Plaintiff contends that the ALJ failed to provide adequate reasons for rejecting her testimony that she is unable to do anything that involves handling, fingering, feeling, pushing, or pulling, testimony which, if believed, would preclude all work. (Joint Stip. at 4-12.) For the following reasons, the Court concludes that the ALJ did not err.

ALJs are tasked with judging a claimant's credibility. Andrews v. Shalala, 53 F.3d 1035, 1039 (9th Cir. 1995). In doing so, they can rely on "ordinary techniques of credibility evaluation." Ghanim v. Colvin, 763 F.3d 1154, 1163 (9th Cir. 2014) (quoting Smolen v. Chater, 80 F.3d 1273, 1284 (9th Cir. 1996)). Where there is no evidence of malingering, however, they can only reject a claimant's testimony for specific, clear, and convincing reasons that are supported by substantial evidence in the record. Trevizo v. Berryhill, 871 F.3d 664, 678 (9th Cir. 2017) (citing Garrison v. Colvin, 759 F.3d 995, 1014-15 (9th Cir. 2014)).

In March 2016, after the ALJ issued his decision in this case, Social Security Ruling ("SSR") 16-3p went into effect. See SSR 16-3p, 2016 WL 1119029 (Mar. 16, 2016). SSR 16-3p supersedes SSR 96-7p, the Agency's previous policy governing the evaluation of subjective symptoms. Id. at *1. Under 16-3p, ALJs were directed not to "assess an individual's overall character or truthfulness in the manner typically used during an adversarial court litigation. The focus on the evaluation of an individual's symptoms should not be to determine whether he or she is a truthful person." Id. at *10. Instead, ALJs "consider all of the evidence in an individual's record," "to determine how symptoms limit ability to perform work-related activities." Id. at *2. The Ninth Circuit has explained, however, that this change is generally just stylistic and "does not alter the pre-existing standards in the Ninth Circuit for evaluating a claimant's symptom testimony." Petersen v. Berryhill, 2018 WL 3030775, at *1 n.1 (9th Cir. June 19, 2018) (citing Trevizo, 871 F.3d at 678 n.5).

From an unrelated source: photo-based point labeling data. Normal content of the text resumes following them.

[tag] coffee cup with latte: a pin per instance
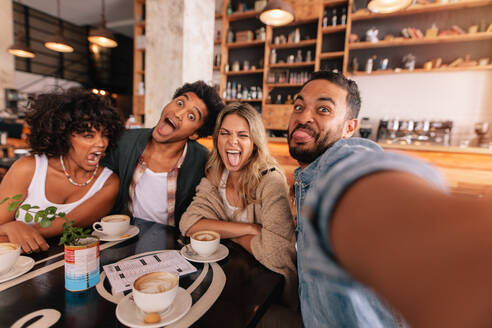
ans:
(205, 242)
(113, 225)
(156, 291)
(9, 253)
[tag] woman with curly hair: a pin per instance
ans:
(70, 132)
(243, 195)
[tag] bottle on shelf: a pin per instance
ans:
(273, 57)
(343, 18)
(279, 99)
(334, 17)
(230, 36)
(297, 35)
(325, 18)
(299, 56)
(233, 91)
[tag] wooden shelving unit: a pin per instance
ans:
(244, 44)
(330, 55)
(251, 71)
(420, 9)
(244, 15)
(300, 44)
(422, 41)
(421, 70)
(239, 99)
(333, 29)
(138, 102)
(287, 65)
(283, 85)
(330, 47)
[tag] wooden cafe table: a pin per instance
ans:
(233, 292)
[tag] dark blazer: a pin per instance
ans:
(123, 158)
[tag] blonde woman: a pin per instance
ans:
(244, 195)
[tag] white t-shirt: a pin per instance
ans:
(36, 192)
(150, 201)
(242, 216)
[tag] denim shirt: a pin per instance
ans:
(329, 296)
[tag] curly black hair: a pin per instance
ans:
(211, 99)
(54, 117)
(353, 95)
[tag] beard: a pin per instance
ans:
(321, 144)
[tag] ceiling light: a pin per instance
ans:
(19, 49)
(101, 35)
(277, 13)
(58, 42)
(388, 6)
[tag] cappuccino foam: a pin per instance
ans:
(205, 237)
(115, 219)
(154, 285)
(4, 249)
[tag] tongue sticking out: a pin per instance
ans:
(301, 136)
(94, 158)
(233, 159)
(166, 128)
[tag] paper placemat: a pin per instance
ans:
(121, 275)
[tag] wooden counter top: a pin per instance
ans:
(438, 148)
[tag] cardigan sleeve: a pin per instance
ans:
(274, 247)
(206, 204)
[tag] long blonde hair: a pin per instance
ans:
(259, 161)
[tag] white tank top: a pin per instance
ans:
(36, 191)
(243, 215)
(150, 201)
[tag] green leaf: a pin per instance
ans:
(50, 210)
(13, 206)
(25, 207)
(45, 222)
(28, 217)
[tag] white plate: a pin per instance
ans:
(128, 313)
(23, 264)
(131, 232)
(189, 254)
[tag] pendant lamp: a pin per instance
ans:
(277, 13)
(58, 42)
(20, 49)
(101, 35)
(388, 6)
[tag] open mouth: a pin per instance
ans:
(302, 134)
(95, 157)
(234, 157)
(167, 126)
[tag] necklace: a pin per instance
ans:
(70, 178)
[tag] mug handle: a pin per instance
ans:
(94, 226)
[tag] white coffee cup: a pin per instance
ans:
(205, 242)
(156, 291)
(113, 225)
(9, 253)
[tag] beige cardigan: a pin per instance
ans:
(274, 247)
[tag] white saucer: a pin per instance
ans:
(128, 313)
(188, 253)
(131, 232)
(23, 264)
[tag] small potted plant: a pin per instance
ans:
(81, 248)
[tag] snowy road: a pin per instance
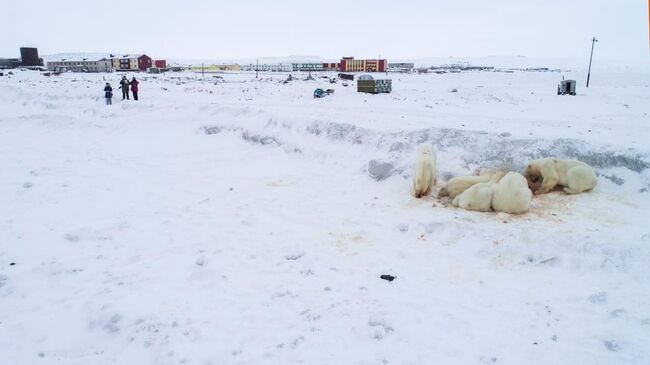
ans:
(236, 223)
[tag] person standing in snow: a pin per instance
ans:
(124, 84)
(134, 88)
(108, 93)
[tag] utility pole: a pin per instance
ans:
(593, 41)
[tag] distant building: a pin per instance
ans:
(308, 67)
(29, 57)
(132, 63)
(160, 64)
(216, 68)
(83, 65)
(9, 63)
(349, 64)
(401, 66)
(277, 67)
(332, 66)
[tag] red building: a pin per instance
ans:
(330, 66)
(144, 62)
(349, 64)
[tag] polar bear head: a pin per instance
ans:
(534, 176)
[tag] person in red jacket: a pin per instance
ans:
(134, 88)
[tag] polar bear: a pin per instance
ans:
(424, 176)
(478, 196)
(458, 185)
(543, 175)
(511, 194)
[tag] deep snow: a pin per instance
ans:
(241, 221)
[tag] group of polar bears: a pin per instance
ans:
(509, 192)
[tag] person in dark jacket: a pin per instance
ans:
(124, 84)
(134, 88)
(108, 93)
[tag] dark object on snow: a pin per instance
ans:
(346, 76)
(566, 87)
(319, 93)
(387, 277)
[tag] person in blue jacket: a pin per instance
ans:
(108, 93)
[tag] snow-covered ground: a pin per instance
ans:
(241, 221)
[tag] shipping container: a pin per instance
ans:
(368, 84)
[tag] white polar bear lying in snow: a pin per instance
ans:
(478, 196)
(511, 194)
(424, 176)
(458, 185)
(576, 176)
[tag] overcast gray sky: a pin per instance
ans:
(394, 29)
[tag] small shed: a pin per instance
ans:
(566, 87)
(372, 85)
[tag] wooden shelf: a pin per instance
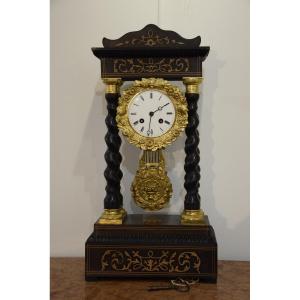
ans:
(67, 282)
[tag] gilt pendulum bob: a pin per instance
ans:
(151, 113)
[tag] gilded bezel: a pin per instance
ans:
(181, 117)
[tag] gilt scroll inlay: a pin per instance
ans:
(151, 65)
(148, 261)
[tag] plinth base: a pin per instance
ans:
(151, 246)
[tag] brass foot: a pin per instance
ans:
(113, 216)
(193, 217)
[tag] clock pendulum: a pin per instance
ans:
(151, 113)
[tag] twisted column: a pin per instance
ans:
(113, 201)
(192, 212)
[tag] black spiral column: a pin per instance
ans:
(113, 201)
(192, 213)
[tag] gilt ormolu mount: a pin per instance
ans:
(146, 245)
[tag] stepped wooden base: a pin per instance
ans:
(151, 246)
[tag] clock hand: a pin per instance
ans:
(160, 108)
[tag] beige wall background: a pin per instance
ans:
(78, 110)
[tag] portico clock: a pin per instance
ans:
(151, 113)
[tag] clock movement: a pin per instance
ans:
(151, 113)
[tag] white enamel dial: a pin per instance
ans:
(151, 113)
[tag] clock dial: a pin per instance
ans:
(151, 113)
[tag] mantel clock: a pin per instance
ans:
(151, 113)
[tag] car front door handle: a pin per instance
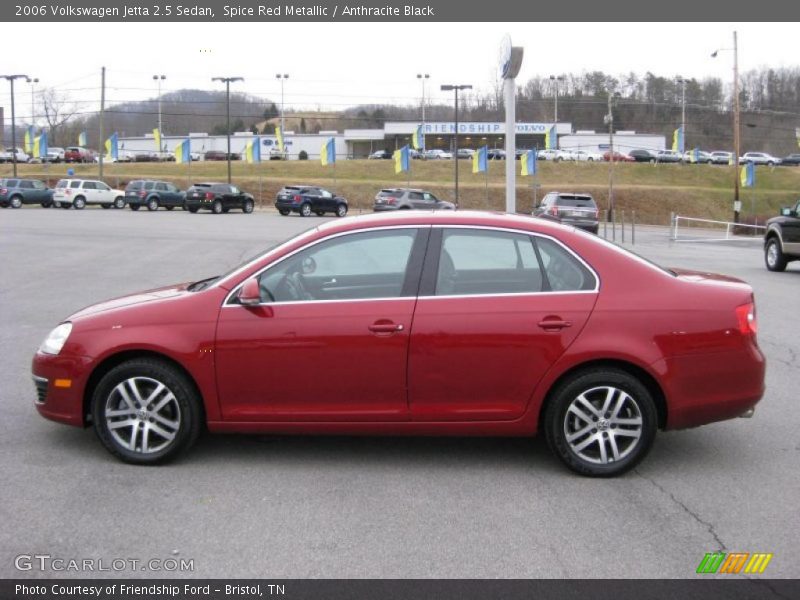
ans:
(554, 324)
(383, 327)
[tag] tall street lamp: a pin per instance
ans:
(736, 126)
(455, 88)
(282, 78)
(682, 81)
(158, 79)
(227, 81)
(423, 77)
(555, 80)
(11, 79)
(33, 82)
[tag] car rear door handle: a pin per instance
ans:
(554, 324)
(385, 327)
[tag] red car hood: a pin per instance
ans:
(137, 298)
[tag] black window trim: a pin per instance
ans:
(431, 268)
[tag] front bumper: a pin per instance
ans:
(60, 382)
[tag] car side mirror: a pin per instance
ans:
(250, 293)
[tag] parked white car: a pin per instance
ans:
(585, 156)
(554, 154)
(80, 192)
(760, 158)
(8, 155)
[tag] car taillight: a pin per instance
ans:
(746, 317)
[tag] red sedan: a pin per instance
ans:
(415, 323)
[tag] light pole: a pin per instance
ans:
(609, 118)
(227, 81)
(455, 88)
(423, 77)
(682, 81)
(282, 78)
(158, 79)
(555, 80)
(33, 83)
(736, 125)
(11, 79)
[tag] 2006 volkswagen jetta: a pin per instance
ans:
(415, 323)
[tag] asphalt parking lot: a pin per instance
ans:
(265, 506)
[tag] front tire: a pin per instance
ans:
(774, 257)
(146, 412)
(600, 422)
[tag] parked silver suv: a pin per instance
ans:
(406, 199)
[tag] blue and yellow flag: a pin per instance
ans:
(480, 160)
(252, 151)
(747, 175)
(112, 147)
(529, 164)
(401, 163)
(279, 136)
(182, 152)
(418, 139)
(551, 139)
(677, 140)
(328, 153)
(29, 139)
(40, 146)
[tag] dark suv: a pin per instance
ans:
(152, 194)
(16, 192)
(578, 210)
(308, 199)
(782, 240)
(218, 198)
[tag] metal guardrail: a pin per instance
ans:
(732, 231)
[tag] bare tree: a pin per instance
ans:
(58, 110)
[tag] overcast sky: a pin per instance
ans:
(339, 64)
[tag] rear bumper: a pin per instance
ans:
(702, 389)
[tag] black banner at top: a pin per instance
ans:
(394, 10)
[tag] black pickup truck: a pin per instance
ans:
(782, 240)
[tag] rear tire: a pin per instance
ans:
(774, 257)
(144, 433)
(600, 422)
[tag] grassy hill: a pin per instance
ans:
(653, 191)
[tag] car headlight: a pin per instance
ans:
(56, 339)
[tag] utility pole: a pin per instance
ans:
(11, 79)
(102, 114)
(736, 131)
(455, 88)
(227, 81)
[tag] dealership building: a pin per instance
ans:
(360, 143)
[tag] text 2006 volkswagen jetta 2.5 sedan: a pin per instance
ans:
(415, 323)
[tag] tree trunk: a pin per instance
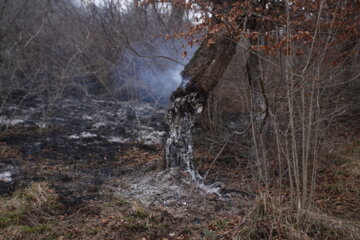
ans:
(200, 76)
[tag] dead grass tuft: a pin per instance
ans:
(267, 220)
(27, 211)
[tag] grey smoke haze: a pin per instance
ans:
(152, 77)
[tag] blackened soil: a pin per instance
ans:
(77, 147)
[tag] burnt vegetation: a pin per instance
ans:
(179, 119)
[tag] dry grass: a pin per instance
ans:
(27, 212)
(267, 220)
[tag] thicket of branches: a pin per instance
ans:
(55, 49)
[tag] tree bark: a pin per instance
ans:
(199, 77)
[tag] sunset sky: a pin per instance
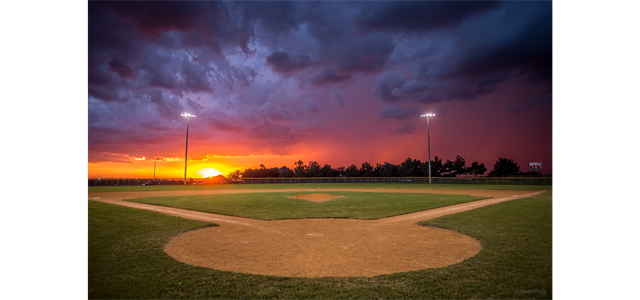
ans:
(338, 82)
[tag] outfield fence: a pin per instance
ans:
(521, 180)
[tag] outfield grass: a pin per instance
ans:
(132, 188)
(276, 205)
(125, 260)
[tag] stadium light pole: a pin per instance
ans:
(154, 168)
(186, 146)
(428, 141)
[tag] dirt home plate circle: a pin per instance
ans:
(322, 247)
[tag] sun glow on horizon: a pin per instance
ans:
(208, 172)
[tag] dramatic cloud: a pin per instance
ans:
(397, 112)
(305, 78)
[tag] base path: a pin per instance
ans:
(319, 247)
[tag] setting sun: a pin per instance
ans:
(208, 172)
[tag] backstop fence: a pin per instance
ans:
(522, 180)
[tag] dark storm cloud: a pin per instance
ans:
(284, 64)
(122, 69)
(150, 61)
(328, 76)
(367, 54)
(153, 18)
(484, 49)
(397, 112)
(387, 82)
(417, 15)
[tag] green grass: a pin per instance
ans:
(125, 261)
(123, 188)
(276, 205)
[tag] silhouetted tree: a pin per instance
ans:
(436, 168)
(476, 168)
(328, 171)
(298, 168)
(352, 171)
(504, 167)
(313, 169)
(388, 170)
(409, 167)
(366, 170)
(341, 171)
(285, 172)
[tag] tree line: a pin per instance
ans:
(408, 168)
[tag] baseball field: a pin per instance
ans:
(320, 241)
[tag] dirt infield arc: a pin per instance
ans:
(319, 247)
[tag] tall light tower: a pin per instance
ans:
(186, 146)
(154, 169)
(428, 141)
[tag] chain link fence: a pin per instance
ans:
(523, 180)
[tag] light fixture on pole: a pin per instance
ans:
(428, 141)
(154, 169)
(186, 146)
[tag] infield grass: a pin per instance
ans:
(276, 205)
(125, 260)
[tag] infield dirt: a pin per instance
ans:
(319, 247)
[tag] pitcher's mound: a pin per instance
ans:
(315, 197)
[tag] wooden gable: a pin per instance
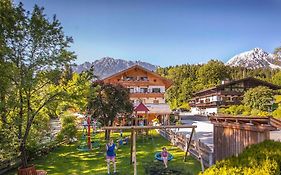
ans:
(137, 75)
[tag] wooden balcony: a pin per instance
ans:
(146, 95)
(215, 103)
(135, 83)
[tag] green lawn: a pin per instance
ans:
(68, 160)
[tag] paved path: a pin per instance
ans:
(204, 130)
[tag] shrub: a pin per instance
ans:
(156, 168)
(277, 113)
(69, 128)
(263, 158)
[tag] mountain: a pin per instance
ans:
(256, 58)
(107, 66)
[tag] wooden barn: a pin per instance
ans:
(233, 134)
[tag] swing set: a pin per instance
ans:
(135, 129)
(87, 144)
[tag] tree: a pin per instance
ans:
(106, 101)
(259, 98)
(212, 73)
(35, 49)
(276, 79)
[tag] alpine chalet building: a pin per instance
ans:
(147, 93)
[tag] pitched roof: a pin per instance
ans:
(141, 107)
(263, 83)
(169, 82)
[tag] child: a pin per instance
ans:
(110, 155)
(164, 156)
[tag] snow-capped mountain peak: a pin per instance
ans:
(256, 58)
(107, 66)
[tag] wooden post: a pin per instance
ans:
(131, 161)
(89, 132)
(134, 152)
(188, 144)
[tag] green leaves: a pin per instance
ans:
(106, 101)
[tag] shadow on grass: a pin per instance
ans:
(68, 160)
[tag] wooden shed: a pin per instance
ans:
(233, 134)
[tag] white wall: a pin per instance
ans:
(149, 100)
(195, 110)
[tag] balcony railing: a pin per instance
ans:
(215, 103)
(147, 94)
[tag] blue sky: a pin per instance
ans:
(166, 32)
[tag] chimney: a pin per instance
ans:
(225, 81)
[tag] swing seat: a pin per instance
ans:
(159, 158)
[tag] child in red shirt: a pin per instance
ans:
(164, 156)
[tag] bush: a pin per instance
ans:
(277, 113)
(69, 128)
(263, 158)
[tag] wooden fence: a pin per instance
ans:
(197, 148)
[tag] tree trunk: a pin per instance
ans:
(23, 155)
(107, 132)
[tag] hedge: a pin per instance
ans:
(263, 158)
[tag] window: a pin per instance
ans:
(129, 78)
(131, 90)
(143, 90)
(156, 90)
(155, 101)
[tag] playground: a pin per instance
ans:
(67, 159)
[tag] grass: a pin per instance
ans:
(68, 160)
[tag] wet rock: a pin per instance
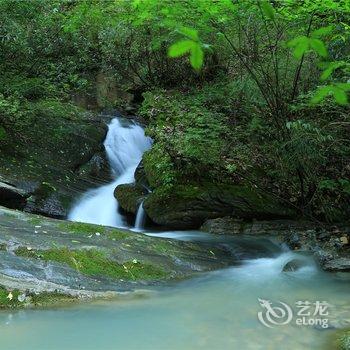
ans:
(39, 245)
(96, 170)
(12, 197)
(293, 265)
(129, 196)
(46, 201)
(335, 264)
(329, 244)
(189, 206)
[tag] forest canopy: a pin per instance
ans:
(252, 92)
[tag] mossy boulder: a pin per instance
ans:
(82, 260)
(129, 196)
(54, 148)
(188, 206)
(11, 196)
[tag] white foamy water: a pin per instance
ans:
(140, 218)
(215, 311)
(125, 143)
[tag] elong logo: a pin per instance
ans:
(282, 314)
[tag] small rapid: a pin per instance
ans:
(125, 144)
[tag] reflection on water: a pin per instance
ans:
(216, 311)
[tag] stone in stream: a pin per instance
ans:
(293, 265)
(12, 197)
(329, 244)
(40, 255)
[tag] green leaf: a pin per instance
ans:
(197, 56)
(268, 9)
(344, 86)
(190, 33)
(321, 93)
(340, 96)
(180, 48)
(300, 45)
(322, 32)
(319, 46)
(330, 68)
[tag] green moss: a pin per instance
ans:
(35, 220)
(81, 227)
(129, 197)
(9, 299)
(95, 263)
(91, 229)
(117, 234)
(46, 299)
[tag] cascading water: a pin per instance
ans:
(125, 143)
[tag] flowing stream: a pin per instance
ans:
(218, 310)
(125, 143)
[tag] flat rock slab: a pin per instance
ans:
(19, 230)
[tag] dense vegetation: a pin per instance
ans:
(244, 92)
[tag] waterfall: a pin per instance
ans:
(140, 218)
(125, 144)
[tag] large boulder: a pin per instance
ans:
(129, 196)
(188, 206)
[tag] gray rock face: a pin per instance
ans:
(33, 233)
(12, 196)
(189, 206)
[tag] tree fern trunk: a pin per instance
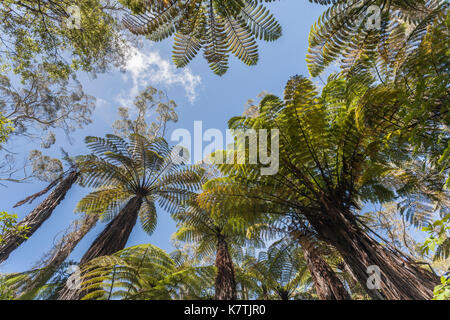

Plaintiff testified that she suffers from pain in her neck that goes down her left arm and left side to her feet. (AR 41, 46.) She complained that her right hand "cramps up" when she writes and she gets tingling and numbness in her fingers. (AR 42, 44.) In a Function Report, Plaintiff explained that she has pain on the "whole left side" of her body and her "left hand cramps up [and] my index finger stay[s] numb." (AR 223.) She reported that she does not have the energy to do anything because of the pain. She also reported that she takes care of her son and her mother, cooking and driving when needed, with help from her daughter. (AR 224.) She explained that she is able to clean and do laundry, but has a hard time holding her 27-pound grandchild. (AR 225, 228.)

In a Pain Questionnaire, Plaintiff reported that her pain is located in her "neck, shoulder leg/left side, hands." (AR 249.) She noted that she uses hand braces for carpal tunnel in both hands. (AR 250.) She explained further that she can do some errands without assistance, but she needs her daughter to go shopping with her to carry groceries. (AR 251.)

Despite this testimony, the ALJ determined that Plaintiff could engage in "frequent performance of manipulative activities" with both hands. (AR 16.) In doing so, the ALJ discounted Plaintiff's testimony because: (1) her daily activities were not consistent with an inability to work; (2) the lack of aggressive treatment suggested that her symptoms and limitations were not as severe as she alleged; (3) any positive objective findings did not support more restrictive functional limitations; and (4) no "reliable" medical report endorsed the extent of Plaintiff's alleged limitations. (AR 17-18.)

Generally speaking, these are valid reasons for questioning a claimant's testimony. See Orn v. Astrue, 495 F.3d 625, 639 (9th Cir. 2007) (holding ALJ can consider claimant's ability to perform daily activities in assessing credibility); Meanel v. Apfel, 172 F.3d 1111, 1114 (9th Cir. 1999) (holding inconsistency between allegations of severe pain and conservative treatment was proper basis for discounting credibility); Rollins v. Massanari, 261 F.3d 853, 857 (9th Cir. 2001) (noting ALJ can consider objective medical evidence in determining credibility of claimant). Further, though the ALJ's conclusion that Plaintiff's daily activities undermine her testimony is not supported by substantial evidence, the rest of his reasons are.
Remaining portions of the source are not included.